Researchers at the University of Oxford, supported by the British Heart Foundation (BHF), have developed a groundbreaking artificial intelligence (AI) technology that could identify individuals at high risk of a fatal heart attack up to five years before it occurs. The findings were presented at the European Society of Cardiology (ESC) Congress in Paris and published in the European Heart Journal.
The innovation centers around a new biomarker known as the fat radiomic profile (FRP), which was developed using machine learning. This ‘fingerprint’ detects biological warning signs in the perivascular space—the area surrounding blood vessels that supply the heart. By identifying inflammation, scarring, and vascular changes, the FRP can signal a heightened risk of future heart attacks.

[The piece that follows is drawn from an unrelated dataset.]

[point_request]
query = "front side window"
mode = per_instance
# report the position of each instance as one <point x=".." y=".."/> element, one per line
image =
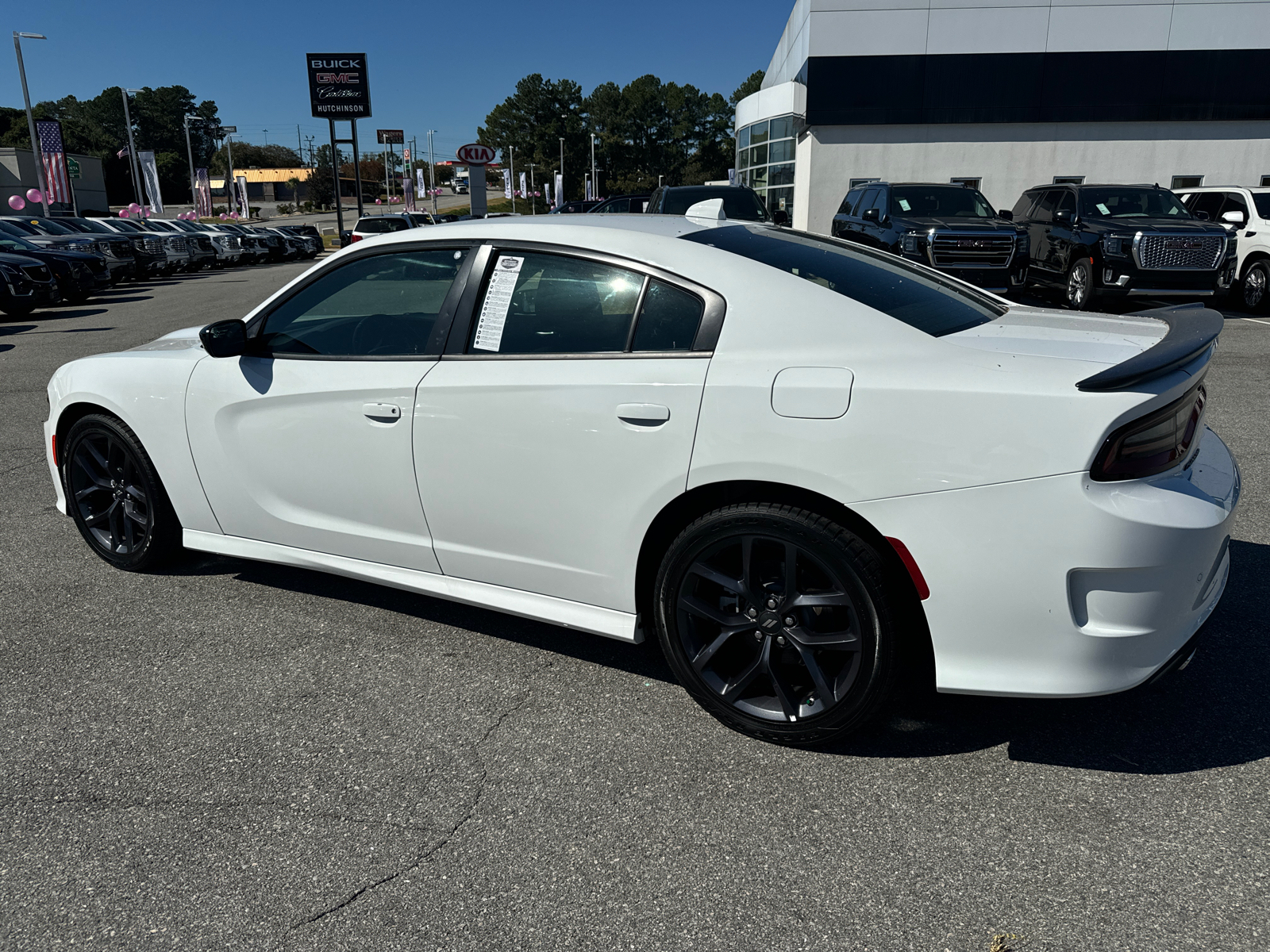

Currently, patients presenting with chest pain typically undergo a coronary CT angiogram (CCTA) to assess for arterial blockages. However, in approximately 75% of cases, no significant narrowing is found, and patients are discharged—despite some still being at risk of a heart attack. Until now, there has been no routine method to detect these hidden risks.
To develop the FRP, Professor Charalambos Antoniades and his team analyzed fat biopsies from 167 cardiac surgery patients, examining gene expressions linked to inflammation and vascular changes. They then matched these findings with CCTA images to identify key indicators in perivascular fat. The team further validated the FRP by comparing scans from 101 individuals who experienced heart attacks or cardiovascular deaths within five years to those who did not.
The FRP was tested in 1,575 participants from the SCOT-HEART trial and demonstrated superior predictive power compared to existing clinical tools. The researchers aim to make this technology available to healthcare professionals within a year and hope it will be integrated into routine NHS practice alongside CCTA scans within two years.
Professor Antoniades emphasized the significance of the discovery: “Just because a coronary artery scan shows no narrowing doesn’t mean a patient is safe from a heart attack. By leveraging AI, we’ve developed a fingerprint that identifies harmful characteristics around arteries, enabling early detection and prevention.”
Professor Metin Avkiran, Associate Medical Director at the BHF, added: “This is a major advancement. The FRP extracts critical biological data from routine scans, offering a powerful new tool for personalized cardiovascular care.”